Adam Schefter of ESPN also has gotten a quote from Claiborne’s agent, Bus Cook.
“I haven’t heard a word about it,” Cook said of the score. “I haven’t talked to anybody about it. All I know is that [Claiborne] was from a complicated defensive system and he flourished in it. I’ve never seen any sort of deficiency in him. I’m sitting here in shock at what you’re telling me.
“And if it is true, how does that get out? I thought the Commissioner was going to put safeguards on this information and there would be severe discipline if it ever did get out. I don’t know if he scored a 4 or a 40. All I know is he’s a great kid, he’s smart, and I’ve been thoroughly impressed with everything about him.”
The truth is that Cook shouldn’t be in shock. With ample samples of the Wonderlic available, Cook and every agent worth his or her commission should know before the kid takes the test the neighborhood in which his score is expected to land.
Moreover, if the sudden assertion elsewhere that Claiborne has a learning disability is true (and that argument would tend to conflict with Cook’s comments), it becomes even more important for Cook to know about it and to take steps aimed at protecting his client from being put into a situation that will result in an unjust outcome.
And so, regardless of why or how Claiborne scored so low, Cook should have known it was coming, and Cook should have either tried to find a way to improve the score — or Cook should have advised Claiborne not to take the test.
That’s a point Dan Patrick has been making for a long time, and it’s a great one. Incoming rookies routinely decline to run the 40 or participate in certain drills. If there’s any concern that the score will be low, why not refuse to take the Wonderlic? The easy explanation for refusing would be that the player doesn’t believe the NFL will maintain the confidentiality of the score.

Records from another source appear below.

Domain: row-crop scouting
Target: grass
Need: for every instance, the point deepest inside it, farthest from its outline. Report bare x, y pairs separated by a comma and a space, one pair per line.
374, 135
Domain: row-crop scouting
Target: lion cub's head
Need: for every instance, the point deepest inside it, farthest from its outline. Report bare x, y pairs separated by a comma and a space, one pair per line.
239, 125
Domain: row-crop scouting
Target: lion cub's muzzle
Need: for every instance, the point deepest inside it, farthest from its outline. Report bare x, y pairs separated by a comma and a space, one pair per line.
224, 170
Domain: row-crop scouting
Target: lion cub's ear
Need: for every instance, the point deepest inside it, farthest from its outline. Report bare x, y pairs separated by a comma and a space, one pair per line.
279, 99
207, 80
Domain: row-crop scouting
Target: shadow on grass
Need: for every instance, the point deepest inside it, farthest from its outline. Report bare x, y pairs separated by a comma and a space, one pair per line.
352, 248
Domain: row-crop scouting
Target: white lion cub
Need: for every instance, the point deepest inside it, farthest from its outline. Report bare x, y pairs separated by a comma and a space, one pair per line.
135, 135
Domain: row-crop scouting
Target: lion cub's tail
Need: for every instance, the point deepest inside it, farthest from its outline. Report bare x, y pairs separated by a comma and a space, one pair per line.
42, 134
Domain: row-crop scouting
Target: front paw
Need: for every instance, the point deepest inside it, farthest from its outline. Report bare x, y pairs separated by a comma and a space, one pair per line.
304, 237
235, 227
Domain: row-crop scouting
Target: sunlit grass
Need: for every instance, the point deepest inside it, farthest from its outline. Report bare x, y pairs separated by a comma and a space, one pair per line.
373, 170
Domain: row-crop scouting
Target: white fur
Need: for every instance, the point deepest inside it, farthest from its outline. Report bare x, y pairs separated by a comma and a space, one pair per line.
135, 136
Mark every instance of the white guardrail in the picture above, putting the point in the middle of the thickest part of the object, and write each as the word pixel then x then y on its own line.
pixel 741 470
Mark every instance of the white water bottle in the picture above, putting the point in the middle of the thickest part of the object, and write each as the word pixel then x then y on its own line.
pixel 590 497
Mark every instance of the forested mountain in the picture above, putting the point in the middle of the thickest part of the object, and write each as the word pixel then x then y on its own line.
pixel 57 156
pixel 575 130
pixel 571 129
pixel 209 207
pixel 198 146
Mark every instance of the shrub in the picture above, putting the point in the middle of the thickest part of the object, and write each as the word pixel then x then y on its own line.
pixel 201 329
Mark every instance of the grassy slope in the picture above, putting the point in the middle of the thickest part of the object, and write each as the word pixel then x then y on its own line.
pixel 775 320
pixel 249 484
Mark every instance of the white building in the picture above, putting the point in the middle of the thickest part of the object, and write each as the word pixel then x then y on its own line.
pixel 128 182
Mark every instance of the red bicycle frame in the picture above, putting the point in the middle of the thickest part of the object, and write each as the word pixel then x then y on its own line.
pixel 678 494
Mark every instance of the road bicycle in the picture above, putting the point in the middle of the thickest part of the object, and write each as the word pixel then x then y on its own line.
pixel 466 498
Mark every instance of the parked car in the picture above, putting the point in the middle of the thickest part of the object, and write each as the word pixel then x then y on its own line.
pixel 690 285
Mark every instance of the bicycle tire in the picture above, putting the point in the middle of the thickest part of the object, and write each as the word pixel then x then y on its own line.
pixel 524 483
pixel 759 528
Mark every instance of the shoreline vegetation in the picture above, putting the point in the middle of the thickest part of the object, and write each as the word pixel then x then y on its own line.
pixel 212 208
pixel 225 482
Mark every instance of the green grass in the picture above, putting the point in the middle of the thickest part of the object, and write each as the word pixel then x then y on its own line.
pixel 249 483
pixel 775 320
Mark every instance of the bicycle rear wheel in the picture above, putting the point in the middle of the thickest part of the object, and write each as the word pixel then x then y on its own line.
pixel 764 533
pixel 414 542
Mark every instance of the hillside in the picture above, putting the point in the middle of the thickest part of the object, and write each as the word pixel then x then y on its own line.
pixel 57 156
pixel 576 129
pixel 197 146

If the score doesn’t impact draft stock, then refusing to submit to the test shouldn’t matter, either.
The NFL can gnash its teeth all it wants about the fact that the information gets out. Regardless, the information will continue to get out. Everything relating to the draft gets out — whether it’s the Wonderlic scores or or stupid/funny things guy said during interviews or which guys failed drug tests at the Scouting Combine (there’s already one fairly high-profile name link to a failed February 2012 drug test).
Since a low Wonderlic score invariably is met with the argument that it won’t affect the player’s draft stock because the score doesn’t matter, the bigger question is why does the NFL keep using the Wonderlic test?
Maybe every player should refuse to take it until the NFL provides a compelling explanation for continuing to insist that they submit to a test that doesn’t say anything about their football ability, especially since the NFL can’t guarantee that the information won’t be disclosed. Maybe, in the end, that will prompt the NFL to quit using a test that apparently has no correlation to a guy’s ultimate performance.